Even people who live much farther away from hog farms can suffer from the fallout. A North Carolina Department of Health and Human Services study found that students in middle schools up to three miles away had higher rates of asthma.

Is this true? Not at all.

First of all, it wasn’t the state agency that did the study. It was a professor who was also an acknowledged activist against our farms.

Let’s look at the study. The professor took an existing 1999-2000 survey of self-reported wheezing among students in middle schools – and then compared it with locations of hog farms. (We’ll set aside the validity of this method as even measuring for asthma for now.)

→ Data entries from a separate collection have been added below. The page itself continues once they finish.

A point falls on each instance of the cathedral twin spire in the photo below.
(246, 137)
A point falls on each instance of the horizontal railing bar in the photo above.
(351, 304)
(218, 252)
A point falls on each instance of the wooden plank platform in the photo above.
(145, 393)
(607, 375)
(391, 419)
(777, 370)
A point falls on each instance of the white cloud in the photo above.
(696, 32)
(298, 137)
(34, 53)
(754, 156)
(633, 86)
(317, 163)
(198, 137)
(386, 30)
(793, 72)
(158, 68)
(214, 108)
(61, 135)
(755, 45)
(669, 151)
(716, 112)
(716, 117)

What the data showed was that students closer to farms reported lower rates of wheezing:

CATEGORY WHEEZING
All students age 12-14 at all schools in NC 26.2%
Students age 12-14 within 2 miles of hog farm 26.7%
Students age 12-14 at 2 to 3 miles of hog farm 30.7%

And indeed, those who were at schools within two miles of a hog farm had about the same rate of wheezing as the rest of the state.

Of course, you could manipulate that data. You could collapse that 2- to 3-mile range and create a “within 3 miles” of the farm versus “outside 3 miles.” But what would that tell you? You have to first understand how large an area two or three miles even is… the Beltline in Raleigh, for example, is essentially a three-mile radius of Cameron Village shopping center. So, what would “within 3 miles” tell you? Not much.

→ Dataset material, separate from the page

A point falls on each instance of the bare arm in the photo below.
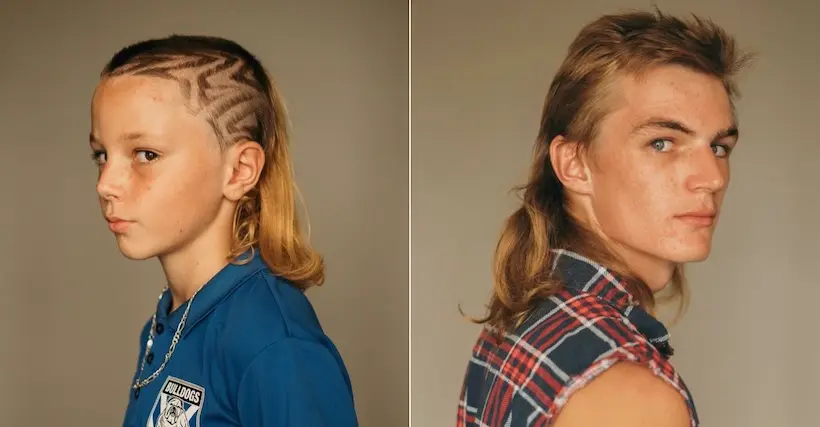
(626, 395)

There are two reliable sources of information about asthma in North Carolina, and both show that living near a hog farm does not lead a higher prevalence of asthma. The NC State Center for Health Statistics reports asthma levels for 10 distinct regions of the state. More than 60 percent of the state’s hog are raised in Region 8, which includes both Duplin and Sampson counties.

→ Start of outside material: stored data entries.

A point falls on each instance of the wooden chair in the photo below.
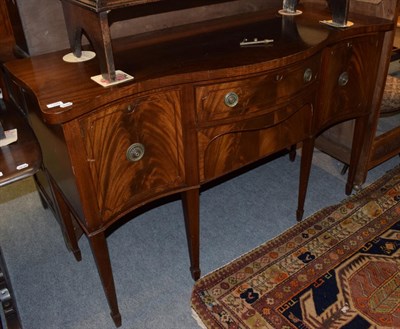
(18, 160)
(22, 158)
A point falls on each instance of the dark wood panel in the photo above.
(152, 122)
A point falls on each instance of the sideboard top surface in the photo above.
(190, 54)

Does Region 8 have the highest asthma rates in the state? No. And it’s not even close.

PREVALENCE OF ASTHMA BY REGION

REGION % ASTHMA
Region 9 & 10 10.7
Region 1 & 2 9.1
Region 7 8.6
Region 3 8.3
Region 5 8.3
Region 8 7.3
Region 6 7.2
Region 4 7.0

The NC Area Health Education Centers uses a similar approach. It reports the prevalence of asthma across nine statewide regions. North Carolina’s largest hog producing counties are located in the Southern Regional and Southeast regions.

Here’s what the data shows:

PREVALENCE OF ASTHMA BY REGION

REGION % ASTHMA
Area L & Eastern 10.1
Mountain AHEC 9.5
Wake 8.7
Greensboro 7.9
Northwest 7.6
Charlotte 7.5
Southeast 7.5
Southern Regional 6.4

When you hear outrageous claims about North Carolina hog farms, we urge folks to apply some common sense.